I was always taught that part of “putting your heart” into a creation is exactly this.
That’s why you know someone has some beauty in their soul when they make beautiful music– and why folks talk about “delving into their deepest darkness” for writing villains.
For what it’s worth, if your point is to make a villain that is… kind of a human version of a hungry wolf, they eat you because they are hungry and you’re there?
You don’t need to humanize him. It’s alright, I as a reader say you don’t have to drag your mind into things you don’t ever even contemplate doing.
I like having the Hungry Wolf villains. Simple motivation, even if it’s evil, and it makes sense. Can do that.
…. I also really like the Garak villains, who may even be antagonists that sometimes help.
Garak is a very bad man. The smart thing to do, if I ever met him, would be to shoot him. And make absolutely sure he’s dead. And even then, it’s probably too late.

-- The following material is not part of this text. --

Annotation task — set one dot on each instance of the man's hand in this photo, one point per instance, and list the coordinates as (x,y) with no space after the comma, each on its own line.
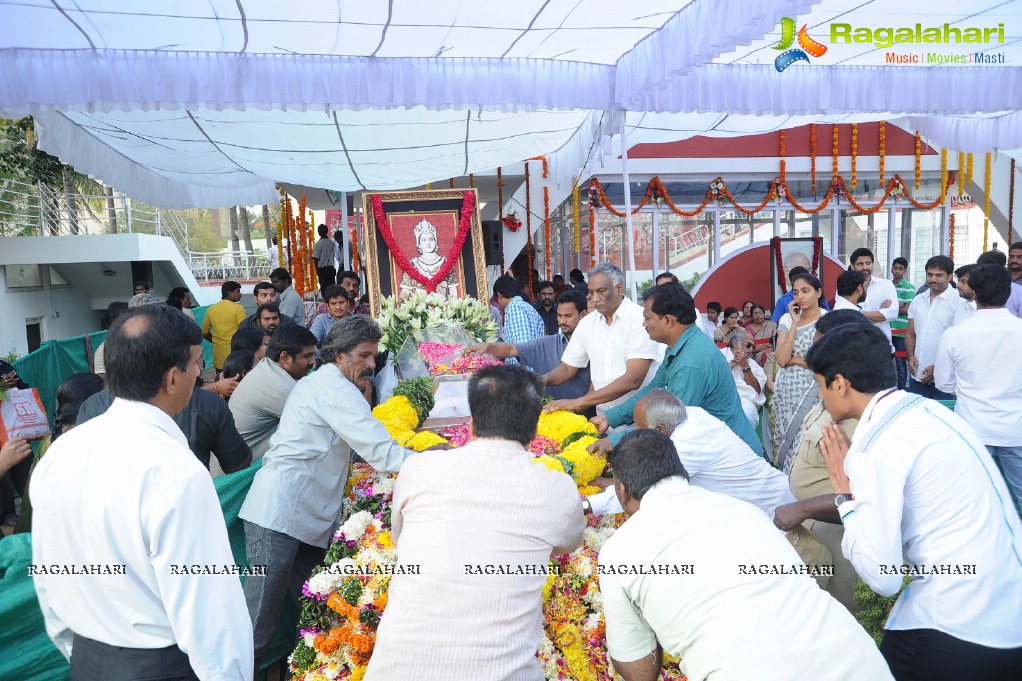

But I also adore watching him chew the scenery and be utterly indispensable for shared goals, and I deeply empathize with him, and feel bad when he’s hurt. (Feel more bad than he’s willing to show he’s feeling, at that.)
Which is also a freaking awesome villain. Who might stop in the middle of a fight to correct how someone is holding a knife, because that just offends their sense of propriety, no you hold it like this to stab someone, or you’re going to break the blade.
…dang it, now I want to do a writing exercise where vaugely-authory-plot-character brings the character a hot mocha, and “ok, what happens next?”
Just to try to figure out the characters better.
Indeed a good day. I’d add things like “A quiet dinner at home or a nice restaurant.” Or “A gentle rainstorm followed by a glorious rainbow.”
I can’t help thinking, though, what a Ringo or Kratman character would have on their whiteboard…
Business goes smoothly, the weather cooperates, a loved one is home or is doing well elsewhere … Or a new recipe works out better than hoped, or it’s just a cool, quiet evening spent strolling with a beloved and thinking nothing much at all.
Yes. Yes, this is absolutely a good day, can I have one?